A novel trimetallic sulfoselenide, Fe_0.5Ni_1.0Co_2.0(S_0.57Se_0.25O_0.18)₄, electrocatalyst was synthesized via two steps hydrothermal method. The mixed-metal sulfoselenide possessed high OER activity than to the bimetallic nickel cobalt sulfide Ni_1.0Co_2.1(S_0.9O_0.1)₄, the bimetallic nickel cobalt selenide Ni_0.7Co_1.4(Se_0.85O_0.15)₄, the trimetallic iron-containing nickel cobalt sulfides, Fe_0.1Ni_1.4Co_2.9(S_0.87O_0.13)₄, Fe_0.2Ni_1.5Co_2.8(S_0.9O_0.1)₄, Fe_0.3Ni_1.2Co_2.5(S_0.9O_0.1)_4, and Fe_0.6Ni_1.2Co_2.5(S_0.83O_0.17)₄ and the iron-containing nickel cobalt selenide Fe_0.4Ni_0.7Co_1.6(Se_0.81O_0.19)₄. The trimetallic sulfoselenide required an overpotential of only 277 mV at 50 mV cm^–2 and had favorable OER kinetics, manifested by a Tafel slope of 75 mV dec^–1. The OER performance of Fe_0.5Ni_1.0Co_2.0(S_0.57Se_0.25O_0.18)₄ surpassed the well-known RuO₂ benchmark material where the required overpotential (300 mV to generate 50 mA cm^–2) was 23 mV higher at the same condition (1 mol L^–1 KOH). The 20 h chronopotentiometry analysis revealed that Fe_0.5Ni_1.0Co_2.0(S_0.57Se_0.25O_0.18)₄ has remarkable stability during long-term operation in alkaline media (the overpotential increased only from 277 to 279 mV) while at the same condition, RuO₂ showed a considerable loss in activity (such that the overpotential increased from 300 to 375 mV during the generation of 50 mA cm^–2 current density).

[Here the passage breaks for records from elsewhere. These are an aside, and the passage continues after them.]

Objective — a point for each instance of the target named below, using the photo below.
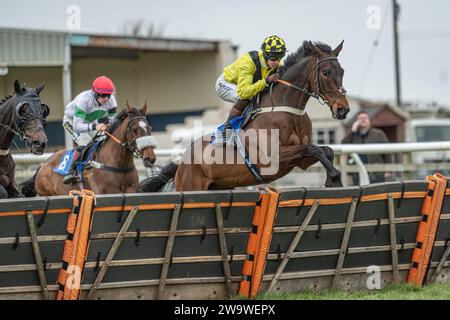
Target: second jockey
(249, 75)
(88, 113)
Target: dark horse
(112, 169)
(313, 70)
(21, 114)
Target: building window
(324, 136)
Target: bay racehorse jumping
(22, 114)
(112, 169)
(312, 71)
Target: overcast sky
(424, 32)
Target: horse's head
(326, 77)
(29, 114)
(138, 136)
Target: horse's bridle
(318, 94)
(19, 124)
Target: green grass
(438, 291)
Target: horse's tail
(27, 188)
(155, 184)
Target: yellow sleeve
(245, 88)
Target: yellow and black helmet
(274, 47)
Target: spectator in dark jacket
(362, 133)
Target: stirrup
(223, 139)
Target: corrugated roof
(125, 42)
(32, 48)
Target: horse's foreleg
(310, 154)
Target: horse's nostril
(343, 111)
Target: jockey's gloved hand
(101, 127)
(272, 78)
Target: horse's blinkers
(36, 110)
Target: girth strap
(292, 110)
(251, 166)
(102, 166)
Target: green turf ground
(439, 291)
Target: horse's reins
(317, 95)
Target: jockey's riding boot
(236, 111)
(72, 175)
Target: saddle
(237, 124)
(83, 161)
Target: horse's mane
(304, 51)
(122, 115)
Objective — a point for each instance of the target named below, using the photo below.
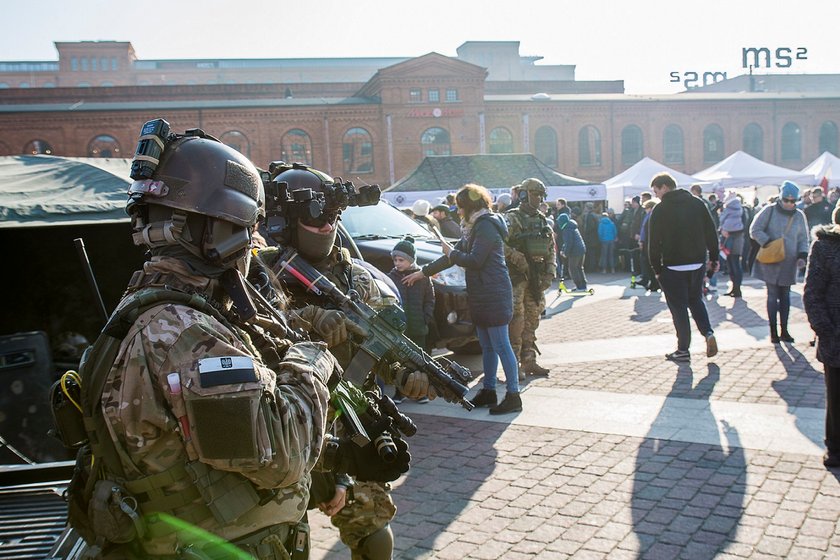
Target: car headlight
(452, 276)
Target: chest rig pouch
(229, 404)
(535, 240)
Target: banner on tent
(575, 193)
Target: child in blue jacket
(607, 234)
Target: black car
(376, 229)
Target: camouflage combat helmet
(533, 185)
(202, 195)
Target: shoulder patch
(226, 370)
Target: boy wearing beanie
(418, 300)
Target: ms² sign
(751, 57)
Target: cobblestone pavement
(621, 454)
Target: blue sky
(646, 43)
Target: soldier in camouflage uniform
(364, 524)
(206, 427)
(530, 256)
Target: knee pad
(379, 545)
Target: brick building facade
(374, 119)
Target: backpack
(93, 495)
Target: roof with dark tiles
(436, 173)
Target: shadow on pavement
(452, 464)
(744, 316)
(803, 386)
(688, 498)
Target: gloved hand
(330, 324)
(367, 464)
(413, 384)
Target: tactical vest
(108, 505)
(535, 239)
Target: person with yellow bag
(781, 230)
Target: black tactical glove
(384, 459)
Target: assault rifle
(384, 339)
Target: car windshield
(382, 220)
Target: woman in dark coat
(489, 291)
(822, 304)
(781, 220)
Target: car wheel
(470, 348)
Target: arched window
(791, 141)
(237, 141)
(37, 147)
(828, 137)
(501, 141)
(589, 146)
(435, 142)
(754, 140)
(545, 145)
(632, 146)
(713, 150)
(296, 147)
(104, 145)
(357, 150)
(673, 147)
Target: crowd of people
(210, 397)
(676, 241)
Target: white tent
(636, 180)
(743, 170)
(826, 166)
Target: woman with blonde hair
(489, 291)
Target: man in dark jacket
(822, 304)
(819, 212)
(682, 234)
(571, 247)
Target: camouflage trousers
(526, 318)
(372, 510)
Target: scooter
(561, 288)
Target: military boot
(511, 403)
(530, 366)
(485, 397)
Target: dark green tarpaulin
(44, 190)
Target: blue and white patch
(226, 370)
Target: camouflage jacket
(339, 269)
(519, 261)
(161, 423)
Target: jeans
(683, 291)
(608, 256)
(495, 344)
(736, 273)
(832, 408)
(778, 305)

Furthermore, the incorporation of selenium also significantly affected the OER activity and stability by reducing the energy barrier of the OER reaction, optimizing the electronic structure of active sites by modifying the d-band of the materials. Indeed, a SeO_x film on the surface of Fe_0.5Ni_1.0Co_2.0(S_0.57Se_0.25O_0.18)₄ can enhance the long-term stability of the catalyst. Considering the improvements in OER performance, this simple two-step hydrothermal synthesis of trimetallic sulfoselenides, from transition metal carbonate hydroxide, (Fe_xNi_1–x)CoCH-(y) as precursors can be used as a facile and practical approach to produce the next generation of non-precious polymetallic polychalcogenide materials for the oxygen evolution reaction.